Liz is an attorney by training and Barry is a consultant that teaches companies to use Oracle software. When they realized that neither veterinarians nor the U.S. patent office had better alternatives to their homemade device, they decided to find a manufacturer to make more prototypes.
But it was 2008 and the pair found their business on a short leash. In the midst of the economic downturn, manufacturers were reluctant to produce an item that had never seen store shelves.
“A lot of people didn’t even want to talk to me about a new product,” Liz said.
And when a local manufacturer finally signed on, the Rubinsteins feared their new supplier might not survive long enough for GingerLead to ship product to its first customers.
Meanwhile, Liz visited veterinarian’s offices across Colorado looking for facetime with docs, but often left with her tail between her legs when a receptionist turned her away at the gate.
So the pair took drove to Orlando, Florida for their first veterinary conference, shipping orders for the harnesses along the way as dog owners ordered through the website.
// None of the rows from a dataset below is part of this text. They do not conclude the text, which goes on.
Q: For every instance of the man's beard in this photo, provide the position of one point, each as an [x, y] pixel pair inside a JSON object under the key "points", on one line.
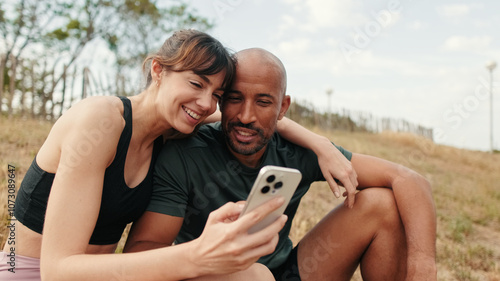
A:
{"points": [[245, 148]]}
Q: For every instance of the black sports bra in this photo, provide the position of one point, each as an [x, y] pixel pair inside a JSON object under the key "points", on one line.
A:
{"points": [[120, 204]]}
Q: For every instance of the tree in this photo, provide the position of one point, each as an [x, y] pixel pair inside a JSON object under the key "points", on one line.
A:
{"points": [[56, 33]]}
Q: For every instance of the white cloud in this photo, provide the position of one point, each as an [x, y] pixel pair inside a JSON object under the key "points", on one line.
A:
{"points": [[454, 10], [294, 47], [417, 25], [463, 43]]}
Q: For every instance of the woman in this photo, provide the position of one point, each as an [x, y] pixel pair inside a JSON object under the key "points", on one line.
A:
{"points": [[97, 162]]}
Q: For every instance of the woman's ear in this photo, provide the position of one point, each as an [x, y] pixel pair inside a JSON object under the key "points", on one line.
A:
{"points": [[156, 70]]}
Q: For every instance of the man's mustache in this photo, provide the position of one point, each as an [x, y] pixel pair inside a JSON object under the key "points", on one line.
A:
{"points": [[246, 126]]}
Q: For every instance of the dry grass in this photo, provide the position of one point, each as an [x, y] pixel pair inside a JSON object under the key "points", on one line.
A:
{"points": [[466, 187]]}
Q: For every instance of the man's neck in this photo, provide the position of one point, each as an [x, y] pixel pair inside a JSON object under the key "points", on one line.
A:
{"points": [[252, 161]]}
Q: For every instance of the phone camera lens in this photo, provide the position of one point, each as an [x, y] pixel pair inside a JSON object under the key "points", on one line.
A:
{"points": [[265, 189], [271, 178]]}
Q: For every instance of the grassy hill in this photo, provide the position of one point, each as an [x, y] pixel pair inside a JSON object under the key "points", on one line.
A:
{"points": [[466, 187]]}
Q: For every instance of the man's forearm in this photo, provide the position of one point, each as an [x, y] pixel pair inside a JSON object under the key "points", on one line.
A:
{"points": [[139, 246]]}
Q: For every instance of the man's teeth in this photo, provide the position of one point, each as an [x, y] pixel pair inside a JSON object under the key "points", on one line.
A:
{"points": [[244, 133], [192, 113]]}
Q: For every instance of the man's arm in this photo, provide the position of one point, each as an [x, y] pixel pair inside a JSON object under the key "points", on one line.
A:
{"points": [[415, 204], [152, 231], [332, 162]]}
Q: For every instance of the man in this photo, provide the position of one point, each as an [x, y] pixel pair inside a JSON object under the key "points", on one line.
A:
{"points": [[389, 231]]}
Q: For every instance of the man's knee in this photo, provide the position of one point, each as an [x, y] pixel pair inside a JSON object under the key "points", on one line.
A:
{"points": [[380, 203]]}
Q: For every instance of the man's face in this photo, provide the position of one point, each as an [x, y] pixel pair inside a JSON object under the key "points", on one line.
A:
{"points": [[250, 110]]}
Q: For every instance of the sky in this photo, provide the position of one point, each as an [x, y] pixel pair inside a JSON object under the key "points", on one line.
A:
{"points": [[419, 60]]}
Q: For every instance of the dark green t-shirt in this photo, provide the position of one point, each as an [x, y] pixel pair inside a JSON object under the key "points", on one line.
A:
{"points": [[197, 175]]}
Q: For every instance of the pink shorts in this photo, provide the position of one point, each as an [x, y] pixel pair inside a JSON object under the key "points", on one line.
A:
{"points": [[19, 268]]}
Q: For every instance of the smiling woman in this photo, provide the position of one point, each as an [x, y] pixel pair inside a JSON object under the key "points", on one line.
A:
{"points": [[93, 174]]}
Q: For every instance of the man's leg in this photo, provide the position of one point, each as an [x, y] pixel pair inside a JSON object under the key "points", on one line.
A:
{"points": [[255, 272], [370, 234]]}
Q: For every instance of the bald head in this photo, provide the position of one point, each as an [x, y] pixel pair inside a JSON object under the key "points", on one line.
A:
{"points": [[261, 62]]}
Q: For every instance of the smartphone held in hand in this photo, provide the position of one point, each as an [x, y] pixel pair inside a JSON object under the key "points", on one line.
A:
{"points": [[272, 181]]}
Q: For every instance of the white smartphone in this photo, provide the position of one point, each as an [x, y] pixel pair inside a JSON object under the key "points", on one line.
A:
{"points": [[271, 181]]}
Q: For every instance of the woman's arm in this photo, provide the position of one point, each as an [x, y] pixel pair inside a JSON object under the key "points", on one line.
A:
{"points": [[73, 208], [332, 162]]}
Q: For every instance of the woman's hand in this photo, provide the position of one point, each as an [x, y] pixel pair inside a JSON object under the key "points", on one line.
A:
{"points": [[334, 165], [225, 245]]}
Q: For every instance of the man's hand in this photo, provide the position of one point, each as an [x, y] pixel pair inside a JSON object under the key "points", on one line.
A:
{"points": [[225, 245]]}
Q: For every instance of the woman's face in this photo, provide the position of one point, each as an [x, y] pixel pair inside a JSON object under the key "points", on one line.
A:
{"points": [[187, 98]]}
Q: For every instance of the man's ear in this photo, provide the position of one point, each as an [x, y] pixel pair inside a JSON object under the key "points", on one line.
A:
{"points": [[285, 104]]}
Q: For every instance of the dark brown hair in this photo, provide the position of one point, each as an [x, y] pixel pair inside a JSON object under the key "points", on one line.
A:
{"points": [[193, 50]]}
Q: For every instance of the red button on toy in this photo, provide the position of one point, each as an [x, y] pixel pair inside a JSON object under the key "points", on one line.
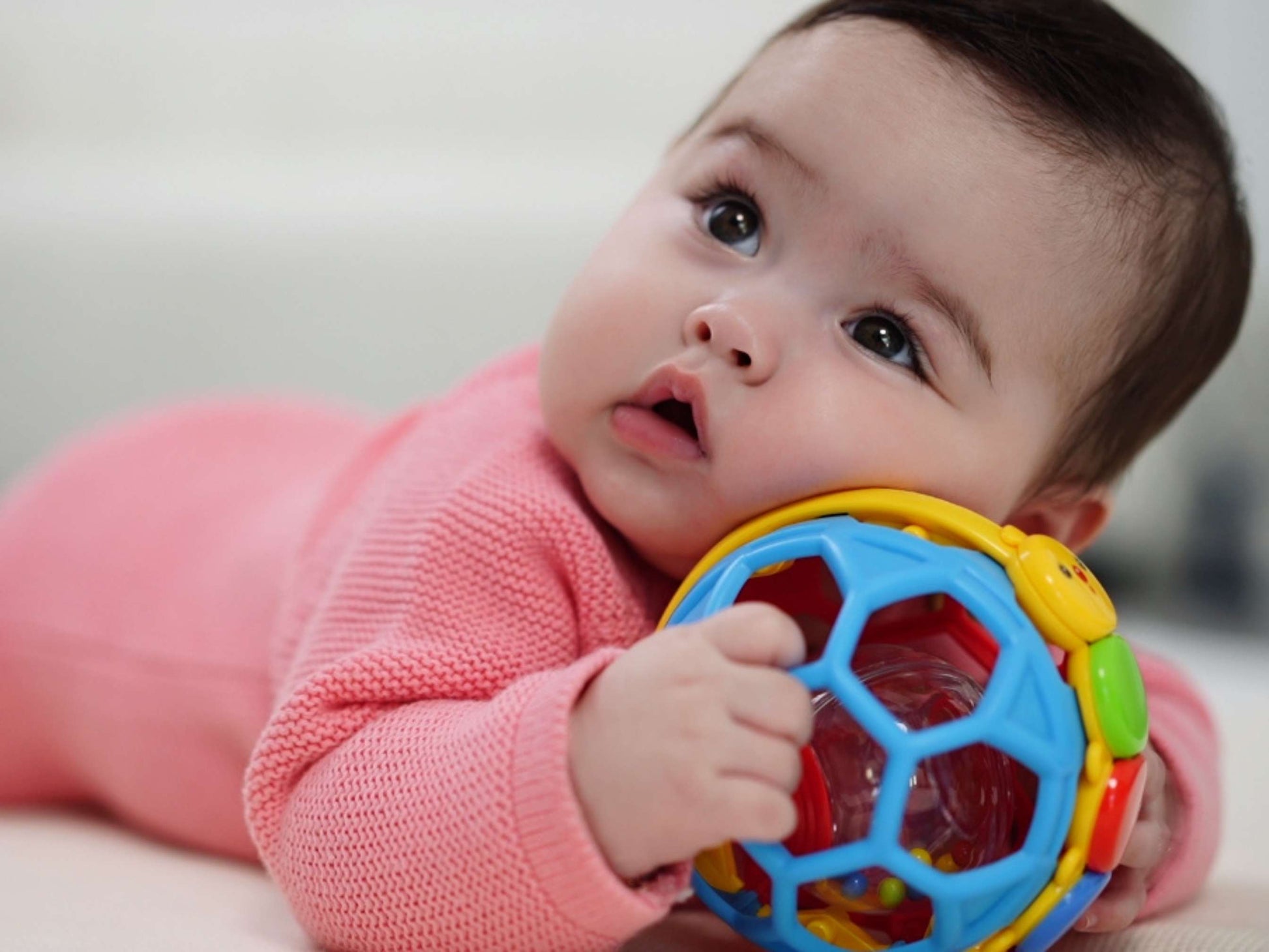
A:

Then vets at the conference ordered for their veterinary practices and GingerLead started selling to retailers, too.
From their 2,150-square-foot office and warehouse at Hampden Avenue and Santa Fe Drive, GingerLead now sells harnesses to more than 100 pet stores and even more veterinary practices, including Chewy’s Bonetique and the Park Animal Hospital & Wellness Center.
It has been harder to get national retailers to bite. Upon seeing the words “Made in the U.S.A.” on GingerLead packaging, one independent broker at a trade show told the Rubinsteins they would have to move production overseas in order to hit the profit margin demanded by large chains.
“We go to some of the retail trade shows and the people there make no secret that if you want to get to the bigger stores, they want more margin,” Liz said.
But instead, GingerLead has stuck to three manufacturers in Colorado: Colorado Contract Cut & Sew in Denver, Sportwaves in Lafayette and JAKs Contract Sewing in Mead.
GingerLead comes in seven sizes, with options for male and female dogs. Liz said the company sold 14,000 units last year. Each retails between $36 and $60, depending on the size; wholesale orders of a dozen or more get a half off volume discount.
Some dog owners send fan mail. There was the 225-pound St. Bernard that wore the same GingerLead harness for two years. There was the woman who could finally help her dog downstairs when her husband was at work during the day.
Liz is GingerLead’s single full-time employee; Barry continues to do consulting work and five other workers are part time.
The husband-and-wife still take a dogged approach to sales: This calendar year, they will pitch at a dozen conferences and trade shows from Virginia Beach to San Diego.